Belfast Telegraph

Chris Beattie optimistic Banbridge AFC can turn their luck around

By Martin Mawhinney

When you are stranded at the bottom of your league table with no points from 11 games, it helps to have someone at the helm who can inject some positivity into proceedings. Luckily for Banbridge AFC, they have Chris Beattie.

The former Portadown and Glenavon coach has been suffering as much as any of his players as their painful opening to this season has seen them concede 42 goals to date, scoring just four in the meantime.

It can be hard to stay upbeat when consequences seem to be conspiring against you, but there is an optimism shared between this manager and his players that just may see them lift themselves off the foot of the table by the end of the season.

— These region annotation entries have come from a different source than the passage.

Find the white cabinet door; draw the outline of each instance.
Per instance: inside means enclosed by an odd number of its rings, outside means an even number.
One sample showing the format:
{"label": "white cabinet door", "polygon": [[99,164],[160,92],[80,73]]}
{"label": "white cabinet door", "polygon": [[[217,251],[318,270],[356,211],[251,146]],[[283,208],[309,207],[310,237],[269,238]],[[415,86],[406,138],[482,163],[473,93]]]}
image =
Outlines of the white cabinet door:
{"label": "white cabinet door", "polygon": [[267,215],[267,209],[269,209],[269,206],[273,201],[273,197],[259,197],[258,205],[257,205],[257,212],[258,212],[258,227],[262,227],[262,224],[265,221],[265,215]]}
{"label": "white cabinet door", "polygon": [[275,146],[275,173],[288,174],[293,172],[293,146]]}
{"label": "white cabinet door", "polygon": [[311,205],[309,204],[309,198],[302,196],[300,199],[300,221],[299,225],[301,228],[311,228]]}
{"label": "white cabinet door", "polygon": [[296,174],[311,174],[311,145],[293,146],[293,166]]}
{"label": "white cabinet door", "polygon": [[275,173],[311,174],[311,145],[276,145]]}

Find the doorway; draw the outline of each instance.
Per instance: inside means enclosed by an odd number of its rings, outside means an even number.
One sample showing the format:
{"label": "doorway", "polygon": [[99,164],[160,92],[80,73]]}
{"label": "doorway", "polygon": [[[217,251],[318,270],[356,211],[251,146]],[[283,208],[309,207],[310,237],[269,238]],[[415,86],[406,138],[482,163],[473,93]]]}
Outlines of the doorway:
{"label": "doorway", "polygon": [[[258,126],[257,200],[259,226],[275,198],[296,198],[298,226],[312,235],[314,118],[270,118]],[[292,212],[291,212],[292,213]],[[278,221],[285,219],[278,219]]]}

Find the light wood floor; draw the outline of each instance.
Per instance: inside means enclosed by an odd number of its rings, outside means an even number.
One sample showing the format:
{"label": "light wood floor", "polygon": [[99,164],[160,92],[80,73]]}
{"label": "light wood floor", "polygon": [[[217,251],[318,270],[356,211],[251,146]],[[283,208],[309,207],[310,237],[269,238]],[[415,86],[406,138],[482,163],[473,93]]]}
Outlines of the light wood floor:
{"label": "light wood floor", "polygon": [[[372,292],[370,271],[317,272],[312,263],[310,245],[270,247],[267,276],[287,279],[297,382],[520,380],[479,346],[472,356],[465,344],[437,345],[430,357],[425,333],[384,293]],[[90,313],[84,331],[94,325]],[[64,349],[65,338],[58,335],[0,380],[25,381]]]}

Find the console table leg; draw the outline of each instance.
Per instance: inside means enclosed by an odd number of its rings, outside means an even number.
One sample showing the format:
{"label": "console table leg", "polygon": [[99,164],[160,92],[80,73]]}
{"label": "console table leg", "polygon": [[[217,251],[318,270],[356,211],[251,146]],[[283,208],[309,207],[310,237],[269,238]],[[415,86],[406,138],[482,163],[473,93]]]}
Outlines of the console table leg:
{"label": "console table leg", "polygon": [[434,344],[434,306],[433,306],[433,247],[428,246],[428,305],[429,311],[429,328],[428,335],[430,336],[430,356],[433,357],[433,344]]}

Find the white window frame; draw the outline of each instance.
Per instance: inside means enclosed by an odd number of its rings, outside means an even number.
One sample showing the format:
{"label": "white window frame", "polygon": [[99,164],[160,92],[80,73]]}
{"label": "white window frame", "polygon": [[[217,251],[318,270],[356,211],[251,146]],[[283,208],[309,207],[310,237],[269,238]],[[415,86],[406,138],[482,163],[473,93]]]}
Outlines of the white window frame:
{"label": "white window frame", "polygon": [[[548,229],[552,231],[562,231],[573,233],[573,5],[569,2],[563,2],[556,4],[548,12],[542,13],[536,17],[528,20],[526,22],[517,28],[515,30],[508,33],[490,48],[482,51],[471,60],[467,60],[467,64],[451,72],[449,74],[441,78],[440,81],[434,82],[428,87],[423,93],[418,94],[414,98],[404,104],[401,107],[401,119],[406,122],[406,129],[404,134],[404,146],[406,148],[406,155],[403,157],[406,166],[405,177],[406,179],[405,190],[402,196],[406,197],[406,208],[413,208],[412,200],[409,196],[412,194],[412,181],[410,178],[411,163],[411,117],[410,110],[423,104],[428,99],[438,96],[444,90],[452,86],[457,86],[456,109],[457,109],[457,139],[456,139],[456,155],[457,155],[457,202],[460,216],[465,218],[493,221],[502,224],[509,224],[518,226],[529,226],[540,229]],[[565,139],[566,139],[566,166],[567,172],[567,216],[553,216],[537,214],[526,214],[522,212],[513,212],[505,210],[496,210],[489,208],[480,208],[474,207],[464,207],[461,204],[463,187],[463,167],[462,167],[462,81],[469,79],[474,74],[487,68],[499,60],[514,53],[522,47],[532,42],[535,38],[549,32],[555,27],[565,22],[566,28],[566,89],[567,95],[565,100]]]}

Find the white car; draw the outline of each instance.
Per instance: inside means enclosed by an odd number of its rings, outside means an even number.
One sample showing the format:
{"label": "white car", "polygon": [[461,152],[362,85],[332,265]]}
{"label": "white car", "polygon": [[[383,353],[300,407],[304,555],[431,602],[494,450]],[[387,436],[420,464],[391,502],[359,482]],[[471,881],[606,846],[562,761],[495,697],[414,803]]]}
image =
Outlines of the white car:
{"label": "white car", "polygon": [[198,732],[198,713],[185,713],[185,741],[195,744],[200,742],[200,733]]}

"Every Friday night, I go to bed thinking, ‘this is going to be the week we get our first win’, and I really believe it.

"The thing is, we haven’t even been playing at our best, but I know how close we have been in some matches. Everybody is working hard both on and off the pitch to make things right, and we will get there.

"It has been frustrating, because even though a few of our first team players left over the summer, I know what those that have stayed are capable of. It just seems that when we come to match-day, everyone is scared to make a mistake.

"It’s not even just a matter of getting the first win – even a couple of clean sheets and a few draws to get some points on the board would be good."

However, Banbridge AFC couldn’t have been further from registering their first point than their humbling 8-0 home defeat against Moneyslane at the start of the month.

The scoreline was the most drastic loss the Cheney Park side have suffered this season, but, typically, Beattie has chosen to look at the bright side of the experience.

He said: "The boys took that defeat really badly, and in a way, I was glad to see that. The last thing you want to see when you come into a changing room after you’ve lost is a bunch of guys planning their Saturday night out.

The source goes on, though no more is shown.